Tidak lama setelah mereka selesai bersiap, mama Alisha dan papa Arnold pulang ke rumah. Kalandra yang mengetahui kepulangan orang tuanya langsung turun menghampiri orang tuanya.
“Ma, pa..” ucap Kalandra
“Ada apa Ndra?” tanya mama Alisha
“Kalandra titip Kenan ya ma”
“Loh emang kamu mau kemana?”
“Mau kencan sama Khansa mi, kalo ada Kenan kan dia jadi pengganggu nanti” ucap Kalandra
“Astaga kamu ini kayak masih muda aja pake kencan segala.” Ucap papa Arnold
“Ya gapapa lah pa, kan Andra sama Khansa gapernah pacaran jadi kencannya sekarang” ucap Kalandra
“Ya sudah sana pergilah, pusing mama denger suara kamu.” Ucap mama Alisha.
Kalandra dan Khansa sudah bersiap untuk pergi kencan, namun tidak lupa mereka meminta ijin kepada anak kesayangan mereka terlebih dahulu.
“Sayang, mami dan papi akan pergi dulu ya, kamu sama kakek dan nenek ya sayang?” ucap Khansa
“Iya mami, mami pergilah Kenan akan bersama kakek dan nenek”
“Kenan gapapa mami papi tinggal?” tanya Khansa kembali, dan dibalas anggukan dengan Kenan.
“Kenan jangan nakal ya sayang jangan buat kakek dan nenek marah-marah ya sayang..” ucap Khansa sambil mencium kening anak kesayangannya itu.

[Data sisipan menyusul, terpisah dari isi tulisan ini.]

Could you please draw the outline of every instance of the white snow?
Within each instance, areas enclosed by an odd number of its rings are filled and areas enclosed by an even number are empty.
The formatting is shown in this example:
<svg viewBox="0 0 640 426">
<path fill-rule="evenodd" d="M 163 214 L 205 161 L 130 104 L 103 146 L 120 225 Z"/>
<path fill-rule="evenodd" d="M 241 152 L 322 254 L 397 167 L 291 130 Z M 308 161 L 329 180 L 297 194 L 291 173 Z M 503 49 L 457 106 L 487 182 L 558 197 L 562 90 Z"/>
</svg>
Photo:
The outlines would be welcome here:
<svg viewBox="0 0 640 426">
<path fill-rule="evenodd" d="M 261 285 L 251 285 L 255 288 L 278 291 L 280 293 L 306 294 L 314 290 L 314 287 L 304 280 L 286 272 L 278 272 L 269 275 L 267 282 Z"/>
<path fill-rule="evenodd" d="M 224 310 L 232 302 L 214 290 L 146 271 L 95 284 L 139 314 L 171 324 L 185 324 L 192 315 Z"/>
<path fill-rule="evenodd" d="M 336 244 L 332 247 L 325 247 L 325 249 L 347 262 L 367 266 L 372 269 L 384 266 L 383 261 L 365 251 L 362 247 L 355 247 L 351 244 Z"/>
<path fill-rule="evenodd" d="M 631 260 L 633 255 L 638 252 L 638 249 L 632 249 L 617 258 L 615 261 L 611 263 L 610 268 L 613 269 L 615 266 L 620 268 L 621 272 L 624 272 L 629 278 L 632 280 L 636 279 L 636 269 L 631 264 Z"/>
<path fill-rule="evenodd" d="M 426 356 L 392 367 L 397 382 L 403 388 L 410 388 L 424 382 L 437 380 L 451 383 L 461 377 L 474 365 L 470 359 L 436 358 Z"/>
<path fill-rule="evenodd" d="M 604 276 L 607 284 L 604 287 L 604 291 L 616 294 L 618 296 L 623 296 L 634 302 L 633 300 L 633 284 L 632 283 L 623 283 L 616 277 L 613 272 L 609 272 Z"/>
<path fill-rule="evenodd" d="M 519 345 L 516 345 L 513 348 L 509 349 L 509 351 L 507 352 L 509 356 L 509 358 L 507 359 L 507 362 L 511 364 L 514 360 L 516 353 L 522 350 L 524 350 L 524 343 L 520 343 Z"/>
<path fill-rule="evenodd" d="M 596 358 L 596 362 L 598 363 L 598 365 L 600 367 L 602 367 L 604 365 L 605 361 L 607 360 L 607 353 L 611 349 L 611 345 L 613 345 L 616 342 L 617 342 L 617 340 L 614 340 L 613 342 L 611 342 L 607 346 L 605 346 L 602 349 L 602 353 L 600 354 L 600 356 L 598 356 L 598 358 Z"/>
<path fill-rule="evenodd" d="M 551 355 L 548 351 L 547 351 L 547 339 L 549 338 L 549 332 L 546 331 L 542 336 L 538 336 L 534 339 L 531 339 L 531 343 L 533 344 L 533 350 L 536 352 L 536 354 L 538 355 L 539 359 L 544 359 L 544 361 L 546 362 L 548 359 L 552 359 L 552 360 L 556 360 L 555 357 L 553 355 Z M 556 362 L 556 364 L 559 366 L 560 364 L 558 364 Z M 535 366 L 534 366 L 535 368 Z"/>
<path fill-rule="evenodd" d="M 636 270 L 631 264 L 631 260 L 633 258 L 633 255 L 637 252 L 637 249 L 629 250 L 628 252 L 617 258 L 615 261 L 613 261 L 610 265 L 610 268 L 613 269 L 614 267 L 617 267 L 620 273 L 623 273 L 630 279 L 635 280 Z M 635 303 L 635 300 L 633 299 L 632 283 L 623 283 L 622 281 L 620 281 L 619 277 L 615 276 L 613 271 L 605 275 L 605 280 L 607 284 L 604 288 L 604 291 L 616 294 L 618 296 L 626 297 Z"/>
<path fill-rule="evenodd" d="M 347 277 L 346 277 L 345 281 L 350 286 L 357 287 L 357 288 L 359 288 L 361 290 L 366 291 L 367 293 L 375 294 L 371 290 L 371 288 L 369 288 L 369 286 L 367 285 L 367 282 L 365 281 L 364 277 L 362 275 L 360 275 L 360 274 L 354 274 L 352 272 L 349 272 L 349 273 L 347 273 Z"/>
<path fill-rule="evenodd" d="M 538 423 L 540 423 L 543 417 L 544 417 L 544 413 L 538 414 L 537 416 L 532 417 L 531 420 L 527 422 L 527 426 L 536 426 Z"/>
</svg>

Mereka sudah berada di restoran bintang lima dan meja yang di pesan oleh Kalandra sudah disiapkan dengan sangat indah.
Kalandra terlihat sangat tampan malam itu dan Khansa juga terlihat sangat cantik.
“Sayang, sebenarnya aku mengajakmu makan malam sekaligus ucapan terimakasihku karena sudah melengkapi hidupku dengan kehadiranmu dan buah hati kita yang ada di dalam perutmu, aku sangat mencintaimu dan akan selamanya seperti itu, perasaanku tidak akan pernah berubah sampai rambut kita berdua sudah berubah warna menjadi putih.”
Kalandra memberikan buket bunga biru malam itu untuk istrinya sebagai ucapan terimakasihnya karena sudah melengkapi kehidupnya.
Khansa hanya bisa meneteskan air mata bahagianya mendengar kata-kata suaminya tanpa mengucapkan sepatah katapun.